Glen from Sunrise Cellars in Byron Bay points out that the chain stores offer unbeatable “loss leaders” at the ends of the aisles, but in the aisles the prices are not that much less than in his own store. As a former manager of one of the chain liquor stores, Glen also reckons the centralised supermarket business model can never provide the quick reacting, personalised service that he provides. For example, he knows most of his customers from 4pm onwards on a first name basis. and when a customer asked for Martins Hill organic wine to be stocked, he had it in store in a few days.
But is the writing on the wall for locally owned small business?
A store manager in Mullumbimby shared this well reasoned recipe for corporate retail control with us: First, take the figures for expansion of the supermarkets and their bottle shops into more towns. Dan Murphys (owned by Woolies) alone expect to open another 200 stores in NSW in the next year, with the Coles stores hot on their heels. Next, add a similar growth in independent retailers, cafes and restaurants buying their staples from them instead of direct from Campbells and other wholesalers. Cook this in a slowing economy, and see what happens to the wholesale sector. Some independent managers beleive its days are numbered and in five to ten years there will be supermarket control at a wholesale and retail level.
This is not a recipe for optimism, but what can we do?
After three days on the road, we end up in Mullumbimby, just up the road from Byron. Woolies have just opened a store here, after winning development approval at State government level in the face of local opposition, a blow softened by the offer of organic chicken at $6 per kilo.

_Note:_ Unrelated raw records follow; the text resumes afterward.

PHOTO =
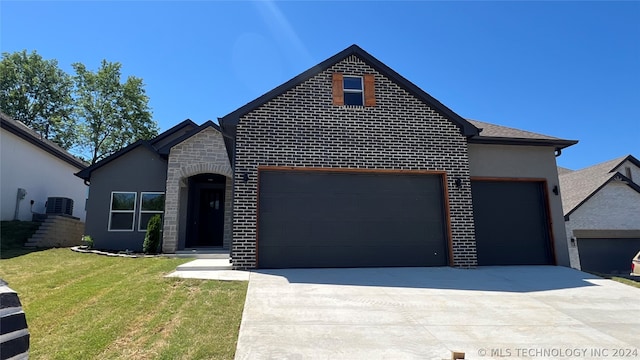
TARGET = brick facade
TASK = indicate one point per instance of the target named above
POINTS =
(302, 128)
(203, 152)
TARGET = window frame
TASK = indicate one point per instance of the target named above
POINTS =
(360, 91)
(133, 211)
(140, 211)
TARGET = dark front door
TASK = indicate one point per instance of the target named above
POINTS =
(206, 211)
(210, 219)
(345, 219)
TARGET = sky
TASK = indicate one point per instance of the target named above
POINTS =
(565, 69)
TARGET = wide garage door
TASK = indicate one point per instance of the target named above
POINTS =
(350, 219)
(511, 223)
(607, 256)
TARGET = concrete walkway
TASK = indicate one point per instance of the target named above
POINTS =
(525, 312)
(209, 269)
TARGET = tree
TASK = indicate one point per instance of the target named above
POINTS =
(112, 114)
(38, 93)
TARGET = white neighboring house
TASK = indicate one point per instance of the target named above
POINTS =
(601, 206)
(40, 167)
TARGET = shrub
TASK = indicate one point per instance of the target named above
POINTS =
(152, 238)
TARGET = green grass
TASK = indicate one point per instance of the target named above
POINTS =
(86, 306)
(13, 235)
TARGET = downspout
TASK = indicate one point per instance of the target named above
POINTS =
(19, 197)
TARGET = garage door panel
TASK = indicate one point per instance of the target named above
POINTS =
(315, 219)
(348, 256)
(511, 223)
(608, 256)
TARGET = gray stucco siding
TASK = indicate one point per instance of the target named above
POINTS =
(535, 162)
(139, 170)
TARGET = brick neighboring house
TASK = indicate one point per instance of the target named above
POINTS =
(348, 164)
(602, 214)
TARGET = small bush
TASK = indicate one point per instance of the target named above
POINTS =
(152, 238)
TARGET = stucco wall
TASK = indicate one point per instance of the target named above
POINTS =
(615, 207)
(511, 161)
(22, 165)
(139, 170)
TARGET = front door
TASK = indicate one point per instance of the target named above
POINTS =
(205, 217)
(211, 218)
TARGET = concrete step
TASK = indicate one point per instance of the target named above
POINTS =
(206, 265)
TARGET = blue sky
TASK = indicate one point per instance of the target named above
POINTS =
(566, 69)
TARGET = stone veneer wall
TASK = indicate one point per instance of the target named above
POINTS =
(303, 128)
(203, 152)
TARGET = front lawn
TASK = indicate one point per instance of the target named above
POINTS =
(86, 306)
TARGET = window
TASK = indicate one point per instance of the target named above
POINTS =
(353, 90)
(123, 209)
(151, 203)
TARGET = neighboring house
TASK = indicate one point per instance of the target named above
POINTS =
(346, 165)
(40, 168)
(602, 214)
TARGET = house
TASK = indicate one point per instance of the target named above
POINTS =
(602, 214)
(347, 164)
(33, 170)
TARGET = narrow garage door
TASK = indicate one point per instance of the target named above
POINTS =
(338, 219)
(607, 256)
(511, 223)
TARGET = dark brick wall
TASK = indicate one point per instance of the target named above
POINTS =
(303, 128)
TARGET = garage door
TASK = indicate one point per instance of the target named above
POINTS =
(350, 219)
(511, 223)
(607, 256)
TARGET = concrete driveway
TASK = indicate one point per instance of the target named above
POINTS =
(523, 312)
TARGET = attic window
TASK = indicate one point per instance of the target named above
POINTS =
(353, 90)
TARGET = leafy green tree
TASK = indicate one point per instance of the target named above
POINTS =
(112, 114)
(38, 93)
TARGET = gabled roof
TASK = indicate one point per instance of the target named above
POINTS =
(562, 171)
(466, 128)
(172, 131)
(497, 134)
(166, 148)
(579, 186)
(24, 132)
(86, 173)
(150, 145)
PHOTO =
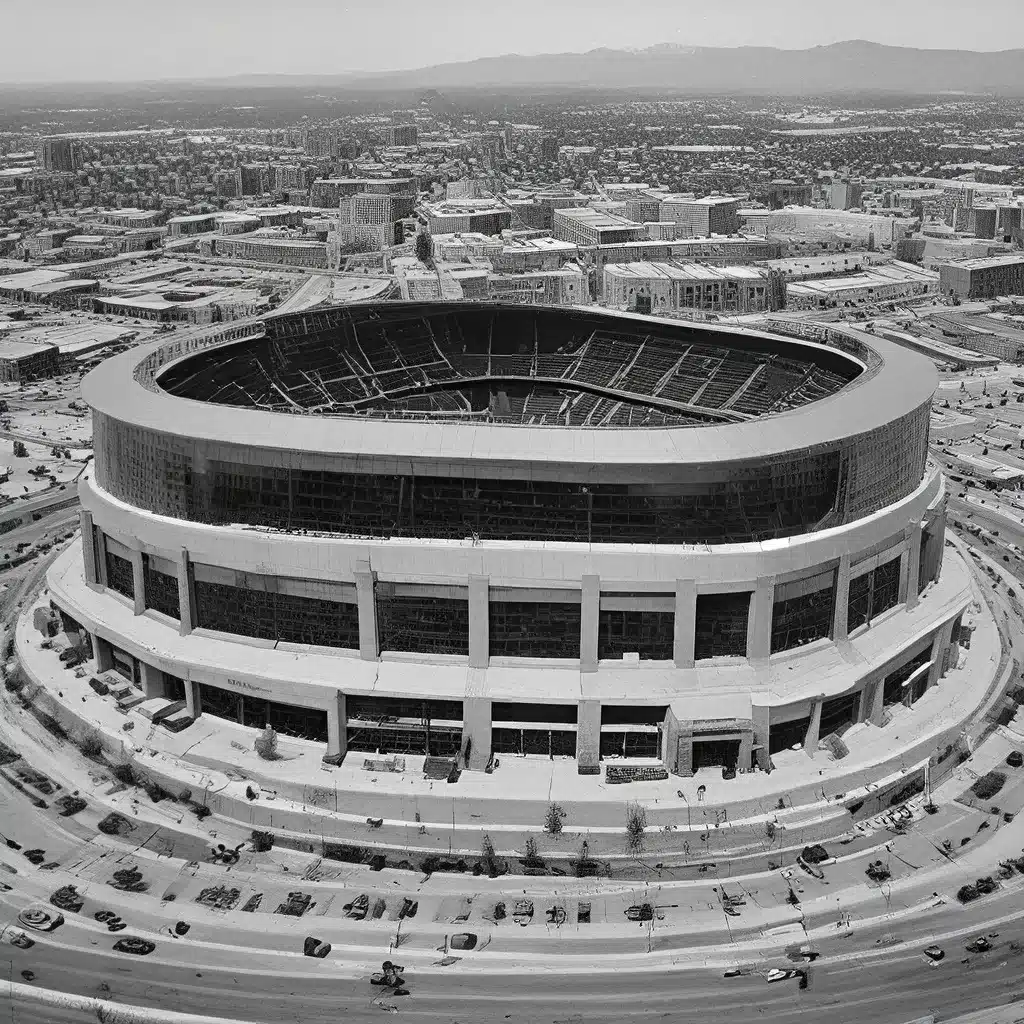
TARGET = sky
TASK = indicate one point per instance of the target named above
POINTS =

The locals tell that they are lucky to make eye contact when checking out at Woolies, but have to add in extra time for talking to the staff and other customers when they shop at the locally owned supermarket, or at the iconic Santos health store.
The answer is there: strong communities will support the shops and restaurants who love serving them. As part of a small family farm and wine business, we hope that community supported, small market capitalism will prevail. We are doing what we can to help, but we are little more than a pimple of the elephants bum, as Pennie Scott once commented here, on a post about organic farming in a world of chemical based agriculture.
The independent retail trade is a vital part of our economy and community.
Lets support it but buying local, and avoiding the growing retail duopoloy. If there enough pimples on the elephants bum, he’ll have to change his lifestyle!